I’d forgotten about the plan. Stay quiet. Keep my head down.
“Um. Lois Lane,” I said.
“Oh,” the principal said, “yes, I remember your permanent record. It was . . . lengthy. Your father called me. Said to keep an eye on you.”
So they are real. Also, thanks, Dad.
“This is a big school. You can’t see everything,” I said. And, mentally kicking myself, I added, “It’s my first day.”
“Auspicious beginning,” the other man said.
“I know you’re enjoying this,” the principal said to him. He returned his attention to me. “Since it is your first day, shouldn’t you have arranged to be here on time? And did you really turn your seventh grade class into a ‘gambling den’?”
I ignored the first question. “I taught some girls how to play poker at a sleepover,” I said, a little defensively. “Now, why wouldn’t you send her for evaluation? By a professional or a counselor? What she’s saying would merit that if you took it seriously.”
“No, that’s okay,” Anavi said, with a betrayed expression. “I shouldn’t have reported the Warheads’ behavior. I should have stayed circumspect.”
“Glad to hear you’re rethinking,” Principal Butler said. “Ms. Lane, I can tell this wasn’t true at your previous schools, but here, we guide our students. Sometimes my job is to protect them from themselves. Like Anavi here. A grand-prize winner of the Galaxy Spelling Bee.
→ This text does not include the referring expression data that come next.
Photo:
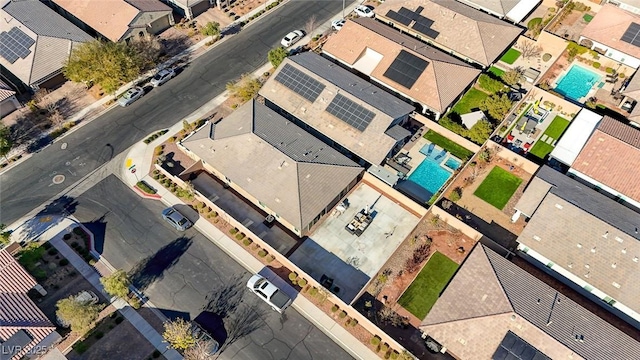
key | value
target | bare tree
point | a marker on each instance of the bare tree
(529, 49)
(310, 25)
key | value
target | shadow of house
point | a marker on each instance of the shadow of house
(151, 269)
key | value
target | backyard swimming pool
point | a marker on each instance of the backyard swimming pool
(577, 82)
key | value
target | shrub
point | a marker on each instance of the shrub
(375, 341)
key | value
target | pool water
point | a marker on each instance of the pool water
(577, 82)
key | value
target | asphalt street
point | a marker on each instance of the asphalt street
(181, 271)
(29, 184)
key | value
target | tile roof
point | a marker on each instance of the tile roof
(443, 80)
(371, 144)
(277, 162)
(608, 26)
(54, 38)
(611, 156)
(465, 30)
(532, 310)
(17, 311)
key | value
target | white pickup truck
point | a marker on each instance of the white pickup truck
(270, 293)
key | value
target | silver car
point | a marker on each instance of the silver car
(176, 219)
(162, 77)
(130, 96)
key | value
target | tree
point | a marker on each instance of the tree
(276, 56)
(481, 131)
(513, 76)
(116, 284)
(497, 105)
(211, 29)
(179, 334)
(108, 64)
(529, 49)
(80, 315)
(6, 143)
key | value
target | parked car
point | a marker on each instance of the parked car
(292, 38)
(176, 219)
(338, 24)
(130, 96)
(364, 11)
(162, 77)
(270, 293)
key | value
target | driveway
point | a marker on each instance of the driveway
(182, 272)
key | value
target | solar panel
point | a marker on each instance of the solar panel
(632, 35)
(406, 69)
(299, 82)
(350, 112)
(15, 44)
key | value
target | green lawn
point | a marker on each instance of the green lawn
(498, 187)
(471, 100)
(495, 71)
(511, 56)
(452, 147)
(424, 291)
(541, 149)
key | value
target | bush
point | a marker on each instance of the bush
(375, 341)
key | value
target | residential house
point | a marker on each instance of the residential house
(24, 329)
(511, 10)
(8, 100)
(352, 115)
(493, 309)
(456, 28)
(36, 42)
(406, 66)
(614, 33)
(583, 238)
(274, 164)
(117, 20)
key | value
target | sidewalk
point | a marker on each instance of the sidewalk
(54, 236)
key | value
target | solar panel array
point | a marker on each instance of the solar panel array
(15, 45)
(632, 35)
(350, 112)
(299, 82)
(406, 69)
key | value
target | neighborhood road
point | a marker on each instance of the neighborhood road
(181, 271)
(30, 184)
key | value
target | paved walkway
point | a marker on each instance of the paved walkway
(54, 236)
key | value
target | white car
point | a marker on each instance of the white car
(292, 38)
(162, 77)
(338, 24)
(270, 293)
(364, 11)
(130, 96)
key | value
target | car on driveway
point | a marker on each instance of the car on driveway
(364, 11)
(176, 219)
(338, 24)
(162, 77)
(130, 96)
(270, 293)
(292, 38)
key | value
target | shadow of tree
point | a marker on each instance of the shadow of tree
(151, 269)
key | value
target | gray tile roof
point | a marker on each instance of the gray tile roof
(43, 21)
(275, 161)
(353, 85)
(486, 278)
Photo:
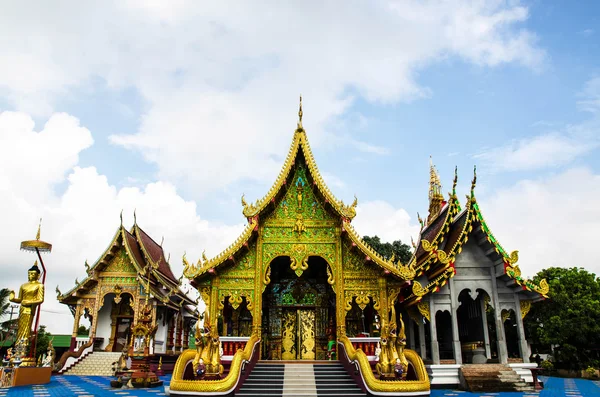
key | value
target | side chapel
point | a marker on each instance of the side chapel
(131, 291)
(468, 298)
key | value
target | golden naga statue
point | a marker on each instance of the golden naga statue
(392, 362)
(207, 361)
(31, 294)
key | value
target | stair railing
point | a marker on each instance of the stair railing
(242, 360)
(357, 364)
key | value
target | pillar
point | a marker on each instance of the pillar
(435, 348)
(411, 333)
(486, 334)
(422, 341)
(186, 334)
(502, 351)
(178, 333)
(521, 331)
(170, 334)
(454, 319)
(76, 320)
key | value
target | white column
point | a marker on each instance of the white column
(486, 334)
(435, 347)
(454, 319)
(502, 352)
(521, 331)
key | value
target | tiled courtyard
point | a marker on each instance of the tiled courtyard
(82, 386)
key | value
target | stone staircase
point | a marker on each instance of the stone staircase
(299, 379)
(491, 378)
(96, 363)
I’m positive she’s capable of handling the situation on her own.”
That explained the girl’s twenty-dollar word choices—and meant she could spell them too. I read constantly. Magazines, newspapers, biographies. Reading was a good way to pass travel time. But I still considered auto spellcheck one of humanity’s greatest inventions.
The principal gestured toward the hallway, and the gray fabric of his jacket didn’t crease with the movement. That was one expensive suit. “You two are late for first period now, and so are we. Might I suggest, Ms. Lane, that you watch and listen until you understand your new school? Wait to pitch in with your . . . knowledge. Do that, and I know you’ll be very happy here. Most of our students are.”
“Like the one standing right across from you,” I said, nodding to Anavi.